MANY bravos and pats on the back to Barkha Dutt for her gripping programme "Al Jazeera the Inside Story", filmed in Doha itself. It displayed enterprise, news sense and first-rate interviewing. This is the Arabic channel which has swept the world. Colin Powell called it: "The most vitriolic and irresponsible channel in the world" although not being able to lick them, the American government has now joined them by seeking space for all its spokespersons on the channel, after warning its own channels to edit the footage it gets from Al Jazeera. Barkha got details, while it celebrated its fifth birthday, on its whole set-up such as the fact that it operates from a modest one-storey compound with only 350 employees. And its clever scoop of talent, picking up the entire unit when a BBC Arabic channel closed down, so that people who were Western-educated, highly trained and had worked in London were able to gauge the sort of audience to target. When recently it was criticised for "doing propaganda for Bin Laden" it retorted that the Laden interview had been offered to every Arabic channel and Pakistan, but none had dared to accept it. So livid have some countries been about its criticism of Arab lifestyles and governments, that the Algerian government once shut off all electricity during transmission, Saudi Arabia issued a fatwa against it and most shamefully, the prestigious Arab Broadcasting Union refused to make it a member. Al Jazeera has allowed Israelis to participate in its panel discussions, invited wrath from Saddam Hussain and some Arab countries have withdrawn their ambassadors in protest from time to time. And all this from Qatar, one of the smallest countries in the world and with an initial backing of $ 150 million from its enlightened Emir, who gave it full freedom and never interferes. Its popularity was evident from the people interviewed by Barkha, from highly educated people to vegetable sellers and dhaba owners. The usual answer: "It tells the truth". No wonder it has 35 million viewers.
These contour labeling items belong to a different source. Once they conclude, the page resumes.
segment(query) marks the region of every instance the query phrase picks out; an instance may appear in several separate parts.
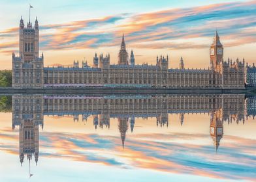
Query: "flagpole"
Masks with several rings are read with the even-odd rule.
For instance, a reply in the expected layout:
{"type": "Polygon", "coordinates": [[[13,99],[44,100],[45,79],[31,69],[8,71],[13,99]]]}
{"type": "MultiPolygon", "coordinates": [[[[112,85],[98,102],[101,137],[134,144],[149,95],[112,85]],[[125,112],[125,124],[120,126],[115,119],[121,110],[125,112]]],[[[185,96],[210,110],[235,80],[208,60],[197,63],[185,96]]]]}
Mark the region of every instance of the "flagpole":
{"type": "Polygon", "coordinates": [[[30,4],[29,4],[29,24],[30,24],[30,6],[31,6],[31,5],[30,5],[30,4]]]}

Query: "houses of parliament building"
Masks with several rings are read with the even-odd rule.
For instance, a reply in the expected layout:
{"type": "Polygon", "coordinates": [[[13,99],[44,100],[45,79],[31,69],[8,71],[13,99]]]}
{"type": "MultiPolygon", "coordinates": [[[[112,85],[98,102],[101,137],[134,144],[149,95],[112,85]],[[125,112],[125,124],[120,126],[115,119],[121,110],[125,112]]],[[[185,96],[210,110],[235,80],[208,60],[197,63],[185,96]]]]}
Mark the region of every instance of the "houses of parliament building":
{"type": "Polygon", "coordinates": [[[136,64],[133,51],[129,57],[125,38],[118,54],[118,63],[110,64],[110,56],[95,53],[93,66],[83,62],[79,66],[44,67],[39,56],[39,26],[20,23],[20,54],[12,53],[12,86],[20,88],[46,87],[135,87],[168,88],[244,88],[244,60],[223,60],[224,49],[216,31],[210,48],[208,69],[187,69],[182,58],[178,69],[168,68],[168,56],[157,57],[155,65],[136,64]]]}

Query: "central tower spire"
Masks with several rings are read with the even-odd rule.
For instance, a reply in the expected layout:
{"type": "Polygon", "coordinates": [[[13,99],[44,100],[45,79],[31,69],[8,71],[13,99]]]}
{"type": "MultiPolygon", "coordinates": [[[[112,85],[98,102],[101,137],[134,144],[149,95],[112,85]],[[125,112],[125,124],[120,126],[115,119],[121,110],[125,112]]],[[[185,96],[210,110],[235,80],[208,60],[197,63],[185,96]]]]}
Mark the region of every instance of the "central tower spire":
{"type": "Polygon", "coordinates": [[[128,62],[128,53],[126,51],[125,36],[123,33],[122,40],[121,43],[121,49],[118,54],[118,64],[129,64],[128,62]]]}

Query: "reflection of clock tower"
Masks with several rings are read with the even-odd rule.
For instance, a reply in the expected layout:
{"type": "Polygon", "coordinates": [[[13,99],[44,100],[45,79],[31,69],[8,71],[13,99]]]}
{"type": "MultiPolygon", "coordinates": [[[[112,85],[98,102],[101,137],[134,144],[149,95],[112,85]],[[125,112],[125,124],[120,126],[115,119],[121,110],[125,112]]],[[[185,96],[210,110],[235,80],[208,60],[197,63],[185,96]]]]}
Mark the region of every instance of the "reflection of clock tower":
{"type": "Polygon", "coordinates": [[[210,48],[210,58],[211,67],[216,72],[220,72],[220,64],[223,59],[223,46],[219,41],[219,36],[216,31],[214,42],[210,48]]]}
{"type": "Polygon", "coordinates": [[[216,146],[216,152],[219,146],[219,142],[223,135],[223,124],[221,120],[221,111],[218,110],[211,114],[210,135],[216,146]]]}

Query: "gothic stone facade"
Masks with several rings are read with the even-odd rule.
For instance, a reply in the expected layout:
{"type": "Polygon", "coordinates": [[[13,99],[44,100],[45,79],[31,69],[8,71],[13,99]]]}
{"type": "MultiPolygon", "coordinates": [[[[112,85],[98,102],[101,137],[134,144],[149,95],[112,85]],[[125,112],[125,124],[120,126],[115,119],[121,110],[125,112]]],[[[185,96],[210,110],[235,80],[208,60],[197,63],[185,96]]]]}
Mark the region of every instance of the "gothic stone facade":
{"type": "Polygon", "coordinates": [[[15,88],[157,87],[170,88],[244,88],[244,60],[223,61],[223,47],[216,32],[210,46],[211,68],[185,69],[181,59],[180,69],[169,69],[168,56],[157,57],[155,65],[135,64],[132,51],[129,59],[123,36],[118,64],[110,64],[110,57],[95,54],[93,66],[82,62],[79,67],[44,68],[43,55],[39,57],[39,25],[24,28],[20,25],[20,57],[12,55],[12,86],[15,88]]]}

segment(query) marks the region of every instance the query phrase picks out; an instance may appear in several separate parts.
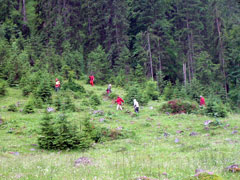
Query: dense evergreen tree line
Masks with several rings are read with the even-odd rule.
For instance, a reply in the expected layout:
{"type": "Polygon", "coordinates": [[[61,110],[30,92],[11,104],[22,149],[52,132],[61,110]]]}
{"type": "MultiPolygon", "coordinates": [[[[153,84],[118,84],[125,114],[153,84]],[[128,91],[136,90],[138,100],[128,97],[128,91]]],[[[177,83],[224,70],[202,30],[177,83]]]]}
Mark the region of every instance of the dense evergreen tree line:
{"type": "Polygon", "coordinates": [[[166,81],[240,107],[237,0],[0,0],[0,77],[166,81]]]}

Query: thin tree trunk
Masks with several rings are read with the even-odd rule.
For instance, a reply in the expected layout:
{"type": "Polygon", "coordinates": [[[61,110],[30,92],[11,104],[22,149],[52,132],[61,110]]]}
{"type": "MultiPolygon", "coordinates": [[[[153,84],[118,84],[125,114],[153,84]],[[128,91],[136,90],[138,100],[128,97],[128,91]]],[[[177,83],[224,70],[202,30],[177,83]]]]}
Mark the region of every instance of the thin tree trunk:
{"type": "Polygon", "coordinates": [[[217,13],[217,7],[215,7],[215,15],[216,15],[216,26],[217,26],[217,31],[218,31],[218,42],[220,45],[219,49],[219,61],[221,65],[221,71],[222,75],[224,77],[223,85],[226,93],[226,98],[227,98],[227,78],[226,78],[226,72],[225,72],[225,60],[224,60],[224,48],[223,48],[223,42],[222,42],[222,37],[221,37],[221,22],[219,21],[218,18],[218,13],[217,13]]]}
{"type": "Polygon", "coordinates": [[[23,15],[23,22],[27,22],[27,16],[26,16],[26,4],[25,0],[22,1],[22,15],[23,15]]]}
{"type": "Polygon", "coordinates": [[[191,68],[190,68],[190,60],[189,60],[189,58],[188,58],[188,79],[189,79],[189,83],[191,85],[192,78],[191,78],[191,68]]]}
{"type": "Polygon", "coordinates": [[[159,71],[162,71],[162,59],[161,59],[161,53],[160,53],[160,40],[158,40],[158,64],[159,64],[159,71]]]}
{"type": "MultiPolygon", "coordinates": [[[[90,11],[90,7],[89,7],[89,0],[88,0],[88,9],[90,11]]],[[[88,34],[91,34],[91,20],[90,20],[90,16],[88,14],[88,34]]]]}
{"type": "MultiPolygon", "coordinates": [[[[190,31],[189,22],[187,19],[187,29],[190,31]]],[[[191,35],[188,32],[188,68],[189,68],[189,81],[193,78],[193,57],[192,57],[192,45],[191,45],[191,35]]]]}
{"type": "Polygon", "coordinates": [[[149,61],[150,61],[150,70],[151,70],[151,76],[152,76],[152,79],[153,79],[152,52],[151,52],[149,32],[147,32],[147,41],[148,41],[148,53],[149,53],[149,61]]]}
{"type": "Polygon", "coordinates": [[[184,79],[184,85],[187,86],[187,67],[186,62],[183,62],[183,79],[184,79]]]}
Its reach can be guessed from the query from a viewer in Argentina. "Can you give me the telephone number of Osama bin Laden?". It is now planning an English channel.

So now, even the Arabs have beaten us to it. There has been a viable scheme floating around for 10 years for an independent but government-supported (as with Al Jazeera) Indian satellite channel. Funds had been promised by NRIs in the Silicon valley, some Indian business houses and the scheme was shown to several ministers, including Jaswant Sinha who is all for it. It has remained stalled largely due to babudom. Transponders are not all that expensive and DD could even lease out its largely useless international channel to an independent group.

India does not exactly lack talent of international calibre. But Doordarshan either hounded out or allowed to leave Prannoy Roy, Siddhartha Basu, Raghav Bahl, Ronnie Screwvala, the Alva brothers and others, snapped up by the BBC and other foreign channels. Then there is the Lone Ranger, Saeed Naqvi. His "World Report" has ploughed a lonely furrow, India TV’s only independent international coverage for 20 years. It is even now downplayed by Doordarshan at odd hours instead of prime-time billing.